Christian Political WitnessWe were once told by a friend that she would not consider joining our church because it would mean she would have to change her political affiliation. Thankfully, if that ever was true, it is no longer. Yet when some hear the phrase “Christian political witness” it conjures up ideas of church support of a particular political agenda of one of the major political parties or an effort to gain political leverage to impose an agenda on a dissenting public. For many, that is alienating and smacks of the polarized politics so many of us detest.

I found that this volume, consisting of a collection of papers from the 2013 Wheaton Theology Conference, explores a very different, and much more nuanced political engagement. Stanley Hauerwas’ opening paper set a tone for the volume challenging the church to think of itself neither as allied with the state in some form of re-constituted Christendom nor simply a marginalized, privatized community in a secular culture but rather its own polis that exists as a public, material witness to the Lordship of Jesus over and against all other powers. The collection returns to this theme at the end as former Archbishop of the Anglican Church in Kenya, David Gitari, in his account of his own courageous witness confronting Daniel arap Moi, proposes an analogy between politics and fire. He writes,

“Our relationship with powers that be should be like our relationship with fire. If you get too close to the fire you get burnt, and if you go too far away you will freeze. Hence stay in a strategic place so that you can be of help. You can support the authority, but when they become corrupt you can criticize fearlessly.”

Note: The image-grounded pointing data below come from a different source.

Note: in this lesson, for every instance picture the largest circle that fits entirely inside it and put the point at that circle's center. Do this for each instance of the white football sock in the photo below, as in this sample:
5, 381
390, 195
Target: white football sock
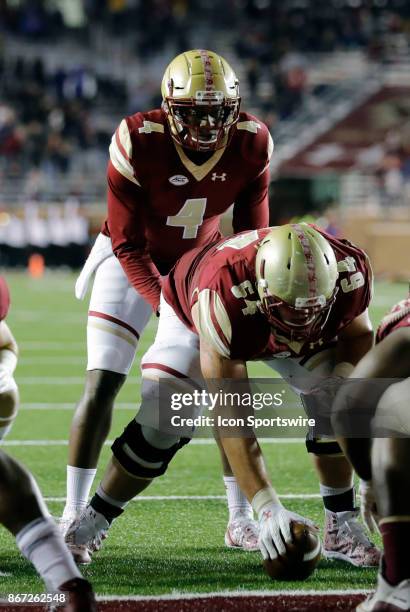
110, 500
42, 544
79, 483
237, 502
325, 490
4, 430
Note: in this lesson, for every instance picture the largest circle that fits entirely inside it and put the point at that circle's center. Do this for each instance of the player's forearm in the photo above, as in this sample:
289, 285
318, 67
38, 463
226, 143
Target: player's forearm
251, 210
142, 274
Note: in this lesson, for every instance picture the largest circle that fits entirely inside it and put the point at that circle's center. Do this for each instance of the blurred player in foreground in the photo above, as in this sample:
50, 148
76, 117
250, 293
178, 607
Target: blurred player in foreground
172, 173
383, 462
290, 296
22, 509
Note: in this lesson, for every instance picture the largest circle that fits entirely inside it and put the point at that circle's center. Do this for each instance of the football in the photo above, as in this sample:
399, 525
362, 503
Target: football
303, 554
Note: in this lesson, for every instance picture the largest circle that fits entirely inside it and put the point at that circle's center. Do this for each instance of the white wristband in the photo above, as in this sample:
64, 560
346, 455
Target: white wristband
264, 496
343, 369
8, 360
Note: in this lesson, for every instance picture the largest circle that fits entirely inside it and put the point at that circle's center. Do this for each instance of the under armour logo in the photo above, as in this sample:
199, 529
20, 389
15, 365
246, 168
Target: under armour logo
221, 177
313, 345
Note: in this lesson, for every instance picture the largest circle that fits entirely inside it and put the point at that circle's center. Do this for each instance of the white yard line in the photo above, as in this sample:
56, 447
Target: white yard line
141, 498
70, 406
59, 380
54, 360
197, 442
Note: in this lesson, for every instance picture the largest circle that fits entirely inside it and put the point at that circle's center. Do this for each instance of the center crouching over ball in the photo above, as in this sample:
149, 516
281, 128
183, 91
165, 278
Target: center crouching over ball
302, 555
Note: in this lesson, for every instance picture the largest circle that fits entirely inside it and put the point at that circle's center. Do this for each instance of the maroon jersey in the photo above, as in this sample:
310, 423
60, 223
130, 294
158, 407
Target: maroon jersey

In between these “bookends” ten other scholars explored various aspects of this topic. Mark Noll looks at the antebellum use of scripture around the issue of slavery as a warning about our use of scripture in political witness, including an example of a more careful hermeneutic. Scot McKnight explores the idea of the kingdom and comes down against popular fashion in arguing that the presence of the kingdom is most visibly expressed through the church.  Timothy Gombis considers the political witness of Paul while George Kalantzis recounts the political engagement of the pre-Constantinian early church with Rome, particularly its refusal to engage in pagan sacrifice and of military service.

The following papers turned to more contemporary issues. Jana Marguerite Bennett suggests that the existence of the church challenges the public/private split and the relegation of family to the private sphere. William T. Cavanaugh explores the Citizens United decision that defines business corporations as persons. His objection to this decision is not the defining of corporations as “person” but the exclusive application of this to business, ignoring the long-standing idea of Christian communities seeing themselves as “bodies” in which individuals exist as part of a larger corporate whole. Peter Leithart turns to the often contested concerns about violence and God’s actions to destroy enemies, which he distinguishes from the unjust and sinful use of force, which he would define as violence.

The next two papers were, for me, the most thought-provoking. Daniel Bell gives us a fresh take on “just war” theory that moves beyond the “public policy checklist” approach to a “Christian discipleship” approach that considers the virtues the church nurtures related to just war criteria. Following this, Jennifer McBride challenges the triumphal and self-righteous approach often taken by churches with a repentance-based approach that acknowledges our own complicity in sin and invites others to join us in turning from it toward God.

The penultimate paper by David P. Gushee observes the absence in evangelicalism of a social teaching tradition similar to that found in Roman Catholicism or mainline Protestantism. He proposes a “social ethics of costly practical solidarity with the oppressed” and works out in brief form how this might apply to ten contemporary issues.

The question of how one engages or does not engage our political and power structures is unavoidable for any thoughtful citizen, believing or not. What ethic will inform that engagement? What ends will one pursue? The papers in this book provided helpful perspectives toward political engagements and structures that foster flourishing societies while resisting church or state tyranny and corruption.